12.11 XML Functions

XML Functions

Name Description

'ExtractValue()' Extract a value from an XML string using XPath notation

'UpdateXML()' Return replaced XML fragment

This section discusses XML and related functionality in MySQL.

Note:

It is possible to obtain XML-formatted output from MySQL in the note 'mysql': mysql. and note 'mysqldump': mysqldump. clients by invoking them with the '--xml' option. See note mysql::, and note mysqldump::.

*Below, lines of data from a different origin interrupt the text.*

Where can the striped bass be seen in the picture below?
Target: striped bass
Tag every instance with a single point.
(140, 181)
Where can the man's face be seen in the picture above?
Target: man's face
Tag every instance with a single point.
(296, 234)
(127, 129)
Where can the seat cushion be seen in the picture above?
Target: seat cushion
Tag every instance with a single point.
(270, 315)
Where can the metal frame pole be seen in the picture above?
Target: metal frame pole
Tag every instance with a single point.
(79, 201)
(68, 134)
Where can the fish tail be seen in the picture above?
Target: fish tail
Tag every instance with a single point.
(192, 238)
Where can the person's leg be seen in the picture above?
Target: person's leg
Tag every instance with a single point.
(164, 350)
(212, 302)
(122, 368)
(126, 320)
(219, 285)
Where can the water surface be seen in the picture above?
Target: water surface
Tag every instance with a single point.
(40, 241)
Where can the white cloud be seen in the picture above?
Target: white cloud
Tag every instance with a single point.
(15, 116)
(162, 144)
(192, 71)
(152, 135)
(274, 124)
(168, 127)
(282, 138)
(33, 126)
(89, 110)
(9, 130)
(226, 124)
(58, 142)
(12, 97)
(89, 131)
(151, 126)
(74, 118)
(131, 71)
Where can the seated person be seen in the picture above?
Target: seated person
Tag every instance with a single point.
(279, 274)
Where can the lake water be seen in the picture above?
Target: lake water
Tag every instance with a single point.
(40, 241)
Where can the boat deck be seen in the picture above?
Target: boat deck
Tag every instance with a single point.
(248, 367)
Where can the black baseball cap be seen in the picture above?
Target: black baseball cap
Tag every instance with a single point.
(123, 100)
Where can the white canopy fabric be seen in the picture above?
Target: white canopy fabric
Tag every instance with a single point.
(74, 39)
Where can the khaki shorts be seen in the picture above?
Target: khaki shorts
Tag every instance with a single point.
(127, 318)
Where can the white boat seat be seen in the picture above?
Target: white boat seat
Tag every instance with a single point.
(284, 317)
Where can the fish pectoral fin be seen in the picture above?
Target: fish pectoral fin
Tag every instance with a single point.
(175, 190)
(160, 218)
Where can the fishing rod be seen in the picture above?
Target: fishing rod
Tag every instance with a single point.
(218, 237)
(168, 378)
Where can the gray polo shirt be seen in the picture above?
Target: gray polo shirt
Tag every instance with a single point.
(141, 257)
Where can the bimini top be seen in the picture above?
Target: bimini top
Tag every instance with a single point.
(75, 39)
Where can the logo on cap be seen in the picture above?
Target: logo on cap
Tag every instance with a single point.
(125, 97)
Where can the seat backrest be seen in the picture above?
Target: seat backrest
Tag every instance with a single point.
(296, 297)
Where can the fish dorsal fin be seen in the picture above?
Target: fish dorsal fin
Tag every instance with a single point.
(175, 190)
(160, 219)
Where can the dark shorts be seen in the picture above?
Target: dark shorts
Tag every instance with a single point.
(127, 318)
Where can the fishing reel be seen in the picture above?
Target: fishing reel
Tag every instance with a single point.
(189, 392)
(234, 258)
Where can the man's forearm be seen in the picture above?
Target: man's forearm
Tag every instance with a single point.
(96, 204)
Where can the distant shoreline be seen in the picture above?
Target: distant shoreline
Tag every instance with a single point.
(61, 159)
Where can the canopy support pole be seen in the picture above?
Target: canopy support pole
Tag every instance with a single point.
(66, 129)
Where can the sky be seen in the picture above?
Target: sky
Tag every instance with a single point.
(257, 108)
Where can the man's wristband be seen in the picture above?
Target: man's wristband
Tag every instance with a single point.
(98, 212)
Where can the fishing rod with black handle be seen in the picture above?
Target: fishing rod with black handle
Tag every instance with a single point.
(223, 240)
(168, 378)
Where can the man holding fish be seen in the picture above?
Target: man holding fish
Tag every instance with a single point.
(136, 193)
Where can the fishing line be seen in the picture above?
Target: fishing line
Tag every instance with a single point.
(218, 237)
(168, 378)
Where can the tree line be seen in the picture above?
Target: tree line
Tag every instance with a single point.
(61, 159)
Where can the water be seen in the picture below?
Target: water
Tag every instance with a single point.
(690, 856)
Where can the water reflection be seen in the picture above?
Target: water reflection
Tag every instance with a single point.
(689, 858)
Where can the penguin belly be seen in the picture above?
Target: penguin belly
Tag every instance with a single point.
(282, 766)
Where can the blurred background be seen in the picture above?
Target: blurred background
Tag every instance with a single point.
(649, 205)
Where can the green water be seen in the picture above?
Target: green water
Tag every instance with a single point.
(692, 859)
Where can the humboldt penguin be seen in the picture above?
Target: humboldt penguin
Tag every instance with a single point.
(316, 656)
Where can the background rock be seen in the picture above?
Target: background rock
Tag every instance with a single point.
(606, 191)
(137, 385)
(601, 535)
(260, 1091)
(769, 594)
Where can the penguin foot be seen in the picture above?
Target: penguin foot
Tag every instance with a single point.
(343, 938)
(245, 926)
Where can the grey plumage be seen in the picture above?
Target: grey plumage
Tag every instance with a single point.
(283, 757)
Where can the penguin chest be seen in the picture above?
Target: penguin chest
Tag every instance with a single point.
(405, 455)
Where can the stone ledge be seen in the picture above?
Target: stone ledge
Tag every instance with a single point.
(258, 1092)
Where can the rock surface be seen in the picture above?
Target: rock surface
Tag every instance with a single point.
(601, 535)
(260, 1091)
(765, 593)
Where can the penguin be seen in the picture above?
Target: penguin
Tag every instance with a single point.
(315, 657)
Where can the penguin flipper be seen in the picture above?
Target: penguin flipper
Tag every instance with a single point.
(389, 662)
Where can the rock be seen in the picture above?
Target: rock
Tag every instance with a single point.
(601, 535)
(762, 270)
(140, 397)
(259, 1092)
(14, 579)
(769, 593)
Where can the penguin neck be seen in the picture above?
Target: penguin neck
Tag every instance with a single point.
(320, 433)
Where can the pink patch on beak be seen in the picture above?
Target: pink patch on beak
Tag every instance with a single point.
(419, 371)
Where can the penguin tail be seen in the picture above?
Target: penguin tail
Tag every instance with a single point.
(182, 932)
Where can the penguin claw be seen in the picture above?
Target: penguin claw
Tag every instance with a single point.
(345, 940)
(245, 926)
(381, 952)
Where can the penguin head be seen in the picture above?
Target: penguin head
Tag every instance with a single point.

Two functions providing basic XPath 1.0 (XML Path Language, version 1.0) capabilities are available. Some basic information about XPath syntax and usage is provided later in this section; however, an in-depth discussion of these topics is beyond the scope of this manual, and you should refer to the XML Path Language (XPath) 1.0 standard (http://www.w3.org/TR/xpath) for definitive information. A useful resource for those new to XPath or who desire a refresher in the basics is the Zvon.org XPath Tutorial (http://www.zvon.org/xxl/XPathTutorial/), which is available in several languages.

Note:

These functions remain under development. We continue to improve these and other aspects of XML and XPath functionality in MySQL 5.7 and onwards. You may discuss these, ask questions about them, and obtain help from other users with them in the MySQL XML User Forum (https://forums.mysql.com/list.php?44).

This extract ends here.